Compositions comprising a composition of the invention can be added to a physiological fluid, such as blood. Oral administration can be preferred for prophylactic treatment because of the convenience to the patient as well as the dosing schedule.
Pharmaceutical compositions of the invention can comprise one or more pH buffering compounds to maintain the pH of the formulation at a predetermined level that reflects physiological pH, such as in the range of about 5.0 to about 8.0. The pH buffering compound used in the aqueous liquid formulation can be an amino acid or mixture of amino acids, such as histidine or a mixture of amino acids such as histidine and glycine. Alternatively, the pH buffering compound is preferably an agent which maintains the pH of the formulation at a predetermined level, such as in the range of about 5.0 to about 8.0, and which does not chelate calcium ions. Illustrative examples of such pH buffering compounds include, but are not limited to, imidazole and acetate ions. The pH buffering compound may be present in any amount suitable to maintain the pH of the formulation at a predetermined level.

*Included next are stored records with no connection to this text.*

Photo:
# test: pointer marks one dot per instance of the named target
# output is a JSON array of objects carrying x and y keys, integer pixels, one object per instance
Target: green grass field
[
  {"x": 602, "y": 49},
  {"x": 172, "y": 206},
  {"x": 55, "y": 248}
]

Pharmaceutical compositions of the invention can also contain one or more osmotic modulating agents, i.e., a compound that modulates the osmotic properties (e.g., tonicity, osmolality and/or osmotic pressure) of the formulation to a level that is acceptable to the blood stream and blood cells of recipient individuals. The osmotic modulating agent can be an agent that does not chelate calcium ions. The osmotic modulating agent can be any compound known or available to those skilled in the art that modulates the osmotic properties of the formulation. One skilled in the art may empirically determine the suitability of a given osmotic modulating agent for use in the inventive formulation. Illustrative examples of suitable types of osmotic modulating agents include, but are not limited to: salts, such as sodium chloride and sodium acetate; sugars, such as sucrose, dextrose, and mannitol; amino acids, such as glycine; and mixtures of one or more of these agents and/or types of agents. The osmotic modulating agent(s) may be present in any concentration sufficient to modulate the osmotic properties of the formulation.

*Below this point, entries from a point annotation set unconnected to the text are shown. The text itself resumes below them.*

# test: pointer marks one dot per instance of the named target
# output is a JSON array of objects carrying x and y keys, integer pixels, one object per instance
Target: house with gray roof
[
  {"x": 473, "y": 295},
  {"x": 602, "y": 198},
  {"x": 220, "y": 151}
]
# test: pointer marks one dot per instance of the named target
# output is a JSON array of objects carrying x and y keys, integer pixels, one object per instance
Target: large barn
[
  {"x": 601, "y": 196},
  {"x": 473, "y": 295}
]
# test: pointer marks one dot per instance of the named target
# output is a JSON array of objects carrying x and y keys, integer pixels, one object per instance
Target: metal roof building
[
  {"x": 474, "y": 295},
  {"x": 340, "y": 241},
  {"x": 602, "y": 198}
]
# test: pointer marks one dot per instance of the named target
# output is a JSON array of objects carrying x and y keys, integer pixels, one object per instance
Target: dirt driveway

Compositions comprising a compound of the present invention can contain multivalent metal ions, such as calcium ions, magnesium ions and/or manganese ions. Any multivalent metal ion that helps stabilizes the composition and that will not adversely affect recipient individuals may be used. The skilled artisan, based on these two criteria, can determine suitable metal ions empirically and suitable sources of such metal ions are known, and include inorganic and organic salts.

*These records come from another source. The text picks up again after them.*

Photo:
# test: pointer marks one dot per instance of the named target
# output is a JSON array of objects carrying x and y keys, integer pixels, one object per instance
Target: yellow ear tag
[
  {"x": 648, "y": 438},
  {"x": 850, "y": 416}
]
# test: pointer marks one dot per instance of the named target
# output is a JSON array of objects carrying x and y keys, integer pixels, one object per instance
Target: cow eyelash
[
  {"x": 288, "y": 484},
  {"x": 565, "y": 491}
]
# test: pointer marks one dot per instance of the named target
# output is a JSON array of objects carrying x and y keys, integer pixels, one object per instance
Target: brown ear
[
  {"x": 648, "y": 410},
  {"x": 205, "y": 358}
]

Pharmaceutical compositions of the invention can also be a non-aqueous liquid formulation. Any suitable non-aqueous liquid may be employed, provided that it provides stability to the active agents (s) contained therein. Preferably, the non-aqueous liquid is a hydrophilic liquid. Illustrative examples of suitable non-aqueous liquids include: glycerol; dimethyl sulfoxide (DMSO); polydimethylsiloxane (PMS); ethylene glycols, such as ethylene glycol, diethylene glycol, Methylene glycol, polyethylene glycol ("PEG") 200, PEG 300, and PEG 400; and propylene glycols, such as dipropylene glycol, tripropylene glycol, polypropylene glycol ("PPG") 425, PPG 725, PPG 1000, PPG 2000, PPG 3000 and PPG 4000.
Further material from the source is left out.